I ran 350 previously unseen citations through the API once each in a test. It correctly identified all 37 fabricated references, but wrongly flagged 5 of 285 real references: 1.8% (95% CI 0.8–4.0%). (Plain similarity comparison, without the optional LLM screening - I would expect the LLM to rescue some of those borderline cases. A handful of citations returned no result on upstream timeouts and weren't scorable either way.) The test suite, results and failures are public, so you do not have to take my word for it. You can check them yourself.
The web version is free and anonymous. The REST API and MCP server use a RapidAPI key, with a free rate-limited tier and paid tiers above that. The MCP server is on npm, Smithery and Glama, and the Obsidian plugin is in the community store. Chrome/Firefox/Edge browser extensions in their stores as well.
I'm very open to feedback and look forward to hearing from anyone who tries it - what works? What fails? Thanks in advance.
ProductivePhys•35m ago
---
A few more points that didn't quite fit in my main post:
My citation verifier is not a wrapper around a language model. It is deterministic. It takes identifier(s), looks them up in authoritative lists (Crossref, NCBI eutils, DataCite, arXiv, ADS, WHO IRIS), and then compares their associated title and author(s) to yours.

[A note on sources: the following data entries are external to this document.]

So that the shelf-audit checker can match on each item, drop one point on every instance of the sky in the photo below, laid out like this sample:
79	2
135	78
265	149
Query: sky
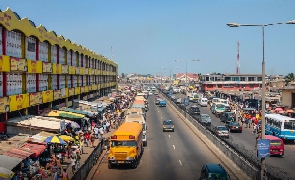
147	36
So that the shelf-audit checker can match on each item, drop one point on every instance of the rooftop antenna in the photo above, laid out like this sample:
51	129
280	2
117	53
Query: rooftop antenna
238	58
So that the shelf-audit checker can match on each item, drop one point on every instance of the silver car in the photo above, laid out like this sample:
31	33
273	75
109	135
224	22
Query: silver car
221	131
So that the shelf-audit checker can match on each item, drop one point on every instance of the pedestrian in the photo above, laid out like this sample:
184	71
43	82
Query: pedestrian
92	138
73	163
65	175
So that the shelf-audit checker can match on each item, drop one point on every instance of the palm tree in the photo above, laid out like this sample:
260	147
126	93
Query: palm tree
289	78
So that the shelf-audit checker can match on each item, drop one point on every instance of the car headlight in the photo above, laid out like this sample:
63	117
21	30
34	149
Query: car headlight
130	158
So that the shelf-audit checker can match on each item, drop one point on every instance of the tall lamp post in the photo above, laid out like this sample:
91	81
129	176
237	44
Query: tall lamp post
263	81
170	73
196	60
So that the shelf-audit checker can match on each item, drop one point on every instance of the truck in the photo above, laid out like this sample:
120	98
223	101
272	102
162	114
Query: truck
162	103
135	117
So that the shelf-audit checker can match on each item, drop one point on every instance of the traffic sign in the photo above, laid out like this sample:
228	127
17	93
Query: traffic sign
186	101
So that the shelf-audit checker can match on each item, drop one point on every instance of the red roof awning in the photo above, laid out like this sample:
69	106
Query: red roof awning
18	153
37	149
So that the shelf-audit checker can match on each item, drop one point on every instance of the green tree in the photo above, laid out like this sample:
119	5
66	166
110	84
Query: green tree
289	78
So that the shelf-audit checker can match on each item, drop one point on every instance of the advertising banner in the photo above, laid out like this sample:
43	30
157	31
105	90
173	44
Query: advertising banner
65	69
18	102
94	87
47	96
47	67
56	94
34	66
71	92
4	64
82	89
35	98
77	70
77	90
4	104
17	64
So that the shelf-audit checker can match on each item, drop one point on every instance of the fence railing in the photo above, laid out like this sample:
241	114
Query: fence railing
245	159
83	171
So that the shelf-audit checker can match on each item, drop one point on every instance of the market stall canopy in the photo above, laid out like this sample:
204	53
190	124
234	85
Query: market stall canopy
9	162
36	148
76	111
56	113
54	139
18	153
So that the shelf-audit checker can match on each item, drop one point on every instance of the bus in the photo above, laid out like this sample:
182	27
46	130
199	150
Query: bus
280	126
136	117
126	145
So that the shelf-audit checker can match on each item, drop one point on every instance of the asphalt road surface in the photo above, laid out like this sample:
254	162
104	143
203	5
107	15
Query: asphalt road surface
248	140
168	155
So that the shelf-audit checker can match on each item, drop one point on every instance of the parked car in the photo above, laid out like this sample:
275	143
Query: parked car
168	125
194	110
234	126
221	131
205	119
227	117
214	171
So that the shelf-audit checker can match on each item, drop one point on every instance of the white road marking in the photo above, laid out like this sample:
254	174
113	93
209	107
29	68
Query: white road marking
180	162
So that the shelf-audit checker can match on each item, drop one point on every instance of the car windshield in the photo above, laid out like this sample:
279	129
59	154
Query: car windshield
168	123
123	143
275	143
205	116
220	106
221	128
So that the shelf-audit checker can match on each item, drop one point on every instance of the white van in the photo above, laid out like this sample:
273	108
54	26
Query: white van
203	102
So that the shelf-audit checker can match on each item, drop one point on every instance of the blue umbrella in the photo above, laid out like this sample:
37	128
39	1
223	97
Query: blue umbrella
54	139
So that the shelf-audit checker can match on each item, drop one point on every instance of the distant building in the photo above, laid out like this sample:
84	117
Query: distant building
236	82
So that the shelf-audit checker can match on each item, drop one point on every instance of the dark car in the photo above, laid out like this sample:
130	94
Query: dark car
213	172
194	110
168	125
228	117
234	126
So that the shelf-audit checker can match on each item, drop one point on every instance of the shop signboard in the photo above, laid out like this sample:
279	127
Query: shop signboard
82	89
71	92
94	87
77	70
77	90
64	92
34	66
56	68
47	67
18	102
35	98
17	64
65	69
4	63
47	96
56	94
4	104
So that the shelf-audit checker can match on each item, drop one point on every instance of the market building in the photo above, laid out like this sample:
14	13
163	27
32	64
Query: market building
40	69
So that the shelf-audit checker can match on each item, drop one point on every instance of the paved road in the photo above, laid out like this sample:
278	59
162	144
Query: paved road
168	155
247	139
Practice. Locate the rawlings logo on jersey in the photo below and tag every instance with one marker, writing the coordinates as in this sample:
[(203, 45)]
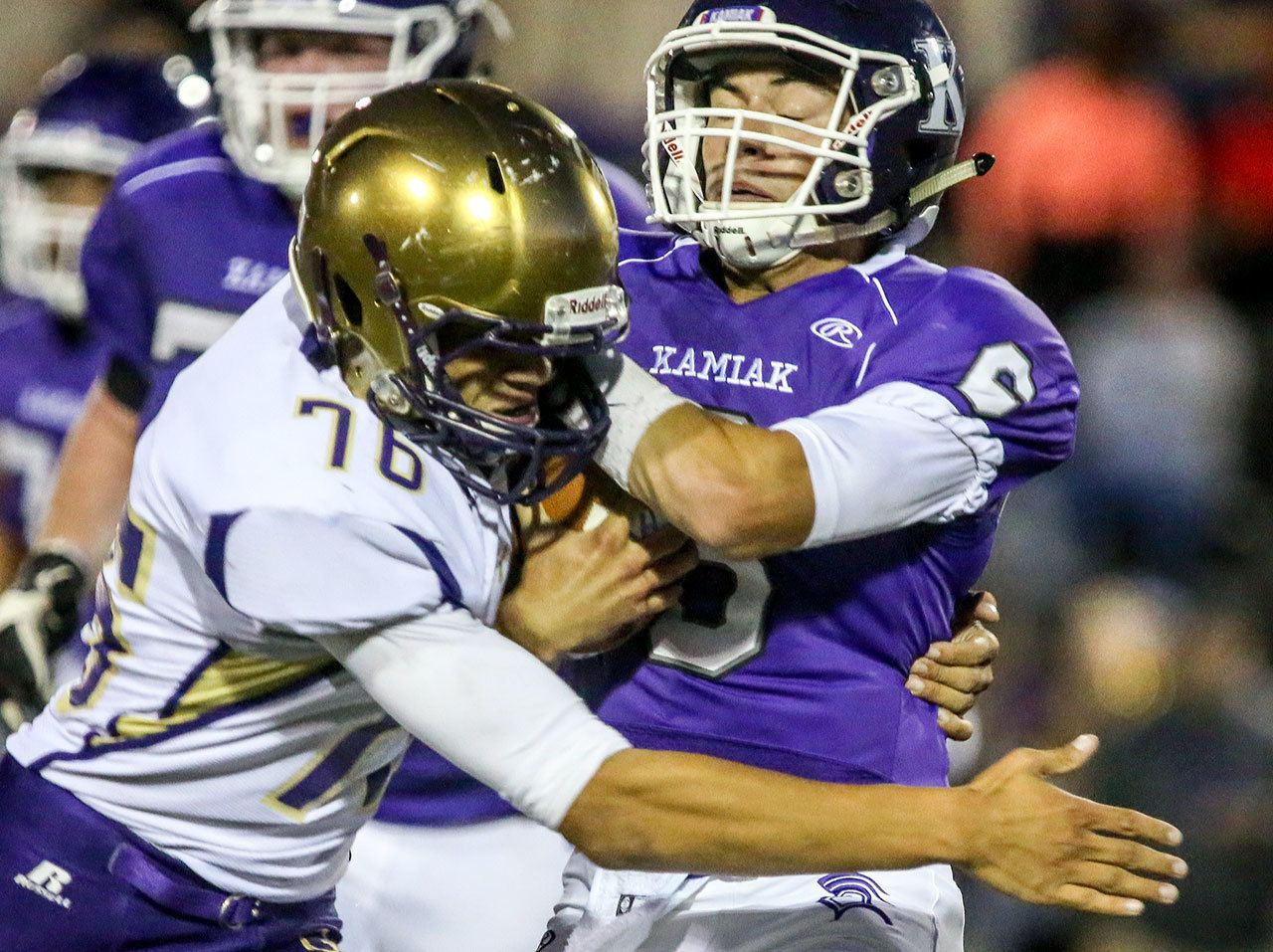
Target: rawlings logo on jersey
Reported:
[(735, 369), (851, 891), (837, 331), (46, 880), (737, 14)]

I do normalise tricky things: html markup, unicode characters, punctuation, different cases, stop words etc. Then, a similarity score is calculated using token overlap and edit distance. This is harder than it looks! The biggest difficulty was determining reasonable thresholds. Too sensitive and you will flag legitimate variations; too loose and you will fail to catch fabrication. I used the validation fixture to tune this but am deliberately publishing the confidence level it produces rather than claiming a hard pass/fail binary.
The verifier actually performed less well the first time that I did a blind eval; with 5.3% of real citations flagging as mismatches. The problem was extremely simple - I hadn't allowed for author names recorded with initials first. After I fixed that, drew a new citation set, (so it couldn't have been tuned to that test set) and re-ran; this is the result published above which flags 1.8% as false positives. I've published both runs and the receipts, not just the latter.
The web SaaS addresses one of the two potential problems with citation verification: 'Real DOI but wrong title' can be mechanically checked against the underlying system. 'Real article but doesn't support claim' is far harder. To address that requires reading the claim and the paper. I'm deliberately not trying to solve that problem. The furthest automation can easily go at that level appears to be something like: 'the abstract to the cited article appears to not contain any of the concepts contained in the claim'. Sometimes useful, but easy to overstate.
The web SaaS is closed source; due to ongoing hosting and service costs which the anonymous free tier subsidises.
Yes, I am aware there are other tools that solve different problems: retraction watch for withdrawn papers; unpaywall for open-access; Scite for context analysis of citations. However, none directly answer what Topaz et al. Identified as the most common pattern of fabrication: "Is this citation real and correctly attributable to this identifier?"
Areas for ongoing work: the edge-cases will be addressed, and the validation corpus expanded. Later; possibly a streaming / batch verifier for large reference lists, or a conservative semantic-layer flag based on abstract-vs-claim concept overlap. Both of those carry significant risks of over-promising, particularly the last.
Keen to hear thoughts on the project.